First impressions are lasting impressions. As a business, you only have one chance to make this impression. Your logo is your first opportunity and you need to make it bang!
There are thousands of businesses out there that have ineffective logos. Logos that deliver a neutral, bland or a negative brand promise. Potential customers are exposed to your logo first. They have no prior knowledge of your brand. This first sighting needs to instill confidence and belief that you deliver an amazing product or service. It also needs to clearly communicate your brand identity.
Developing your logo is likely the single most important decision you’ll make.
1. Don’t settle on a generic logo
A new brand doesn’t have the luxury of years of brand recognition. People don’t yet have an association with your brand. Logos need to be clear and easy to interpret. Without a huge advertising budget, you can’t afford to be too generic. Consumers need to understand the nature of your business – at first glance. You need to very quickly connect with your audience. By the same token, you need to give them something disruptive that will break through the clutter in a competitive space.
2. Select typography that reflects your brand
The basic structure of a logo is created from two elements: 1) Graphic or Icon and 2) Typography. These two elements need to work in perfect balance and harmony.
When our designers choose a specific Typography, they select it to communicate a certain brand message reflective of your brand personality. Is your brand elegant or whimsical or is it perhaps futuristic or conservative? The Typography selected needs to communicate this personality type.
3. Choose logo colours wisely
Some brands and industries have very traditional and typical colour palettes that are associated with their product or service. For instance, water companies select hues of blue, whilst environmental brands often use colours from a green palette.
It’s wise to consider your competitors colours as part of the initial research. You need to choose a colour scheme that will not be confused with that of existing brands. Think about how you can be disruptive in your space by choosing unique hues.
4. Consider how your logo will be applied
The application of logos is often a factor that is overlooked in the design phase. You want to avoid having a logo that is too complicated to explain to third parties who are going to be applying it to various mediums. If you will be using a lot of outdoor mediums such as billboards and vehicles, it’s more important to have a memorable icon. Consumers only have fleeting seconds to connect your brand to your icon.
A simple test is to cover up the typography and simply look at the graphic. Does it give the viewer an idea as to the nature of the business?
Another vital consideration is how your logo will feature in a variety of executions such as:
A) Business cards and stationery: Think of how your logo will appear on your card. Think in terms of the clarity of your logo and how it translates into small spaces.
B) Signage: How will your logo feature in a large format? The orientation (landscape or portrait) also comes into play.
C) Vehicles: This signage needs to be designed to stand out rather than fit in, with your branding as the primary message.
D) Uniforms: Make sure your logo will translate well on staff uniforms and that brand colours are well integrated.
E) Web and Mobile design: Your website is your ‘shop window’ so your logo should feature prominently. Your logo should also respond without distortion across all mobile platforms (iPads, Smartphones).

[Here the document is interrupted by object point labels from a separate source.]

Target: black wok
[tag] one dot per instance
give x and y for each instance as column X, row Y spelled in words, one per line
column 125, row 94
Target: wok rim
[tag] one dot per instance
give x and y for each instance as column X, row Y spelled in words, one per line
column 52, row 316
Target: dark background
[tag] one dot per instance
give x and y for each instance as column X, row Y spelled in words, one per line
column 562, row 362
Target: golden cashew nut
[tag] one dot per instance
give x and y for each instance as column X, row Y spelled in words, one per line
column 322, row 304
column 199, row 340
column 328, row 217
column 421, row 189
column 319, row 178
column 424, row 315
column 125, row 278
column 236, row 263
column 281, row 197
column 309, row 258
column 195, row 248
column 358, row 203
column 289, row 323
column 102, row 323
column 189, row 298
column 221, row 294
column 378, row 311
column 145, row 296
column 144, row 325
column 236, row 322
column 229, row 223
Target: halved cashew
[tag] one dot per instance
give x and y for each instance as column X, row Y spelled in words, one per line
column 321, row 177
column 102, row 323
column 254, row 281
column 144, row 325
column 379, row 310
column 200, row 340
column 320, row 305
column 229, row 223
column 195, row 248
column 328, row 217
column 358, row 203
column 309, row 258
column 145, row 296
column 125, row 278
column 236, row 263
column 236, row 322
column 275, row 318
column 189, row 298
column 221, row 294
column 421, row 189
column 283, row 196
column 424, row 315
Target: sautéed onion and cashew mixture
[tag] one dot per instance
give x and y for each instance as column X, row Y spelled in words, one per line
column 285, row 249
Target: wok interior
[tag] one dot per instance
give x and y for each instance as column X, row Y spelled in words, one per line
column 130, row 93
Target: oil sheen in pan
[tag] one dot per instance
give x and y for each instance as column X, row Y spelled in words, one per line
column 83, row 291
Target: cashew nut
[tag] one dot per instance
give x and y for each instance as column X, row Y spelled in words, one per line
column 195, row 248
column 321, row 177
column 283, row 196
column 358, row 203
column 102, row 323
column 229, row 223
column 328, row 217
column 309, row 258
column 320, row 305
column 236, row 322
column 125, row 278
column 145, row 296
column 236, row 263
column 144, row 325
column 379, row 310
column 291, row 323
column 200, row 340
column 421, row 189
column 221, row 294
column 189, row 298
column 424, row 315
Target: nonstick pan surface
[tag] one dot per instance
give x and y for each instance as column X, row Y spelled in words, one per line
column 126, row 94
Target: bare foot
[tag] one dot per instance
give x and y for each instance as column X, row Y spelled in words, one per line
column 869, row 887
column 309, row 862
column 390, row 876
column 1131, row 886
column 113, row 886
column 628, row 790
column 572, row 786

6. Social media: Your logo should work well in the various formats for different social media platforms. For instance, on Instagram in a square format and for LinkedIn and Facebook, in a more rectangular graphic.
Check out the 10 most iconic logos of all time.
Hire the logo pro’s
Designing a logo is not the place to cut corners. So much of a brand’s success is dependent on a great foundation. The value of a good brand is immeasurable. Choose branding specialists that speak your language and make it their business to understand yours. You want to have a direct dialogue or even short workshop with your branding company. Make sure that the artwork they develop is original and not from clip art or a cheap copy of another brand. Professionals also understand how to develop a style guide to display how your logo should be treated in various applications and against different backgrounds. Having a logo style guide will save you many hours of heartache and ensure your brand retains its integrity wherever it appears.